2018 Georgian Cup

Tournament details
- Country: Georgia
- Teams: 78

Final positions
- Champions: Torpedo Kutaisi
- Runners-up: Gagra

Tournament statistics
- Matches played: 77
- Goals scored: 281 (3.65 per match)

= 2018 Georgian Cup =

The 2018 Georgian Cup was a single elimination association football tournament which began on 16 April 2018 and ended on 25 November 2018. Chikhura Sachkhere were the defending champions of the tournament after winning the previous season's cup 4–3 in a penalty shootout over Torpedo Kutaisi.

==Format==
For the 2018 version of the Georgian Cup, the competition was contested between 78 clubs. Matches which were level after regulation proceeded to extra time and then to penalties, when needed, to decide the winning club.

==First round==
Thirty first round matches were played on 14–16 April 2018.
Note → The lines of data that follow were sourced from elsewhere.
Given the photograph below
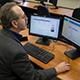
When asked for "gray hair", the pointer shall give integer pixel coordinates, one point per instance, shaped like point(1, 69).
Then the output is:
point(7, 15)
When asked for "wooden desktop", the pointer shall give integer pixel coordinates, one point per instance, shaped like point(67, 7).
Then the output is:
point(57, 49)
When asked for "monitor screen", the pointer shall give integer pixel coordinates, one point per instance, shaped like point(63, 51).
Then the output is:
point(45, 27)
point(71, 32)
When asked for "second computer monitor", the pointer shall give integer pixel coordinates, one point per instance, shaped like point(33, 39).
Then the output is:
point(71, 33)
point(45, 27)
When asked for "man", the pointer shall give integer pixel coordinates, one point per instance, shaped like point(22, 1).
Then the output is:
point(14, 61)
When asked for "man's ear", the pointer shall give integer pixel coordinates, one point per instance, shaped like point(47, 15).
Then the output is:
point(14, 23)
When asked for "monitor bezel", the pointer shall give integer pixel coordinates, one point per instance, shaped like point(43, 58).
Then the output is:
point(60, 27)
point(70, 42)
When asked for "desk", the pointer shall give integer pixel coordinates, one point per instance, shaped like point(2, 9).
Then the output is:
point(60, 11)
point(58, 51)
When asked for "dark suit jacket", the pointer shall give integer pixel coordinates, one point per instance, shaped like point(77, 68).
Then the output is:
point(15, 63)
point(2, 2)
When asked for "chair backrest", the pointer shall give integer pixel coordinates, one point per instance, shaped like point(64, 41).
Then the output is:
point(76, 13)
point(43, 10)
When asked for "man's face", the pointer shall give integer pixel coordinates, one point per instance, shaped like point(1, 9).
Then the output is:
point(21, 23)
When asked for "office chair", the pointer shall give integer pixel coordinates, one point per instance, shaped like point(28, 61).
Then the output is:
point(0, 19)
point(43, 10)
point(76, 13)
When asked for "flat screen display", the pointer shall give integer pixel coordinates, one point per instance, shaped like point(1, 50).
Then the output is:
point(45, 26)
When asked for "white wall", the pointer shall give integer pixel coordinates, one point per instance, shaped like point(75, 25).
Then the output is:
point(67, 3)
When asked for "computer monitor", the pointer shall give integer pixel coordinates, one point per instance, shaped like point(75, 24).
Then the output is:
point(54, 2)
point(71, 33)
point(41, 1)
point(45, 27)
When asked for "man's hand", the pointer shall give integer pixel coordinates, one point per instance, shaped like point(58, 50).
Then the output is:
point(62, 67)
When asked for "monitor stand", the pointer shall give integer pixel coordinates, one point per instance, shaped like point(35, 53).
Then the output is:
point(73, 54)
point(43, 41)
point(41, 3)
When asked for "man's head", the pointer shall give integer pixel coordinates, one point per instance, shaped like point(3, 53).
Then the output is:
point(12, 16)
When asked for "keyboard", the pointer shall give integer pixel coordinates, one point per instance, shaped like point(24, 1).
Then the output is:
point(38, 53)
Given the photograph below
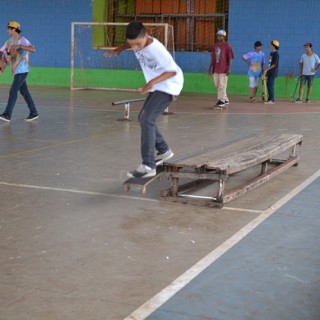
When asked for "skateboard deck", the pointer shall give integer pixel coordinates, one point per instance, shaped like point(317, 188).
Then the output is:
point(140, 184)
point(264, 89)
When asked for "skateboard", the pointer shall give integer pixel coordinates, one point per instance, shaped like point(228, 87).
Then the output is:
point(140, 184)
point(264, 88)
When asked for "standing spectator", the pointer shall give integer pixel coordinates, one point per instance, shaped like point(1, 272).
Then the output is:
point(220, 67)
point(255, 60)
point(272, 71)
point(309, 65)
point(16, 50)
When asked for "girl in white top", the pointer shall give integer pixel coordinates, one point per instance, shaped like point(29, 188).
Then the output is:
point(164, 80)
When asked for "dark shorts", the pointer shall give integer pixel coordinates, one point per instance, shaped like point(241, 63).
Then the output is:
point(307, 79)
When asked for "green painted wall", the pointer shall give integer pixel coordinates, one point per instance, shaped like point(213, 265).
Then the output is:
point(194, 82)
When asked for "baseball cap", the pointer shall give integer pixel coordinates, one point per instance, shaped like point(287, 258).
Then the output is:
point(308, 44)
point(222, 33)
point(14, 24)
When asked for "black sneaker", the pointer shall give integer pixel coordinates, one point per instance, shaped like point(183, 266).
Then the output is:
point(161, 158)
point(4, 117)
point(142, 171)
point(31, 117)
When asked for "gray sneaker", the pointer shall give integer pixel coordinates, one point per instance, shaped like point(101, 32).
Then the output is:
point(161, 158)
point(142, 171)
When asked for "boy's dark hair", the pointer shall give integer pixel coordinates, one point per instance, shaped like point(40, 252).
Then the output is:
point(135, 30)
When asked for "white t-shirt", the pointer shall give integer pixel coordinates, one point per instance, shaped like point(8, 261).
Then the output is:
point(309, 62)
point(155, 59)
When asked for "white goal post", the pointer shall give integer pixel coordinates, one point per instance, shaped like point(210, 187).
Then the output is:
point(90, 69)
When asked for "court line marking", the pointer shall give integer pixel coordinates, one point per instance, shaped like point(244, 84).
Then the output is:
point(164, 295)
point(111, 195)
point(19, 185)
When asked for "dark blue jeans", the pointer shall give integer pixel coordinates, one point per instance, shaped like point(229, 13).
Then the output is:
point(270, 86)
point(151, 138)
point(19, 84)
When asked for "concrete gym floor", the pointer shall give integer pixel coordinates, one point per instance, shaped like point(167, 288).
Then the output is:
point(74, 245)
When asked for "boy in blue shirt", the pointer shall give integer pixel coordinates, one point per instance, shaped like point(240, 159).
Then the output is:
point(255, 60)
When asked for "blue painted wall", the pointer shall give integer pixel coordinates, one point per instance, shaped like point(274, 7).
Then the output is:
point(47, 24)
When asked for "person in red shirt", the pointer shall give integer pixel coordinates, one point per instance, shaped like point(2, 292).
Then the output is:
point(220, 67)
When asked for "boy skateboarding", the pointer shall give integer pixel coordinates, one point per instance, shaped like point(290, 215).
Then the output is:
point(164, 80)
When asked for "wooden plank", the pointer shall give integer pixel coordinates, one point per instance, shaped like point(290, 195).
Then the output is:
point(218, 163)
point(241, 155)
point(254, 155)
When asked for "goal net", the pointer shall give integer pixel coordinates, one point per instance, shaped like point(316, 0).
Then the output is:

| Team 1 | Score | Team 2 |
|---|---|---|
| Dinamo Sokhumi | 2–6 | Meshakhte |
| Sakartvelos Universiteti | 3–5 | Liakhvi Tskhinvali |
| Tbilisi City | 7–0 | Racha |
| Kolkhi | 4–0 | Imereti II |
| Chkherimela | 0–2 | Tbilisi 2016 |
| Skuri | 4–5 (a.e.t.) | Salkhino Martvili |
| Sairme | 3–2 | Mertskhali |
| Torpedo Kutaisi II | 0–2 | Iveria |
| Zestaponi | 3–2 | Dinamo Batumi II |
| FC Tbilisi | 3–3 (a.e.t.) (4–5 p) | Samgurali II |
| Kojaeli | 2–0 | Tskhumi |
| Gareji | 1–0 | Chiatura |
| 35-e Skola | 1–4 | Tori |
| Sarti | 0–1 | Gardabani |
| Varketili | 0–1 (a.e.t.) | Gori |
| Zugdidi | 0–2 | Telavi |
| Zana Abasha | 1–5 | Mark Stars |
| Guria | 2–1 | Shevardeni 1906 |
| Meta | 1–0 | Voyage |
| Rustavi II | 1–3 | Sulori |
| Meskheti | 0–1 | Khikhani |
| Egrisi | 3–0 | Spaeri |
| Odishi 1919 | 1–0 | Iberia |
| Betlemi Keda | 3–1 | Matchakhela |
| Borjomi | 1–2 | Kolkheti Khobi |
| Hereti Tchabukiani | 0–2 | Imereti |
| Aragvi Dusheti | 3–4 | Algeti |
| Bakhmaro | 0–1 (a.e.t.) | Saburtalo II |
| Margveti 2006 | 1–0 | Tskhinvali |
| Liakhvi Achabeti | 2–3 (a.e.t.) | Samegrelo |

==Second round==
Sixteen second round matches were played on 8–9 May 2018.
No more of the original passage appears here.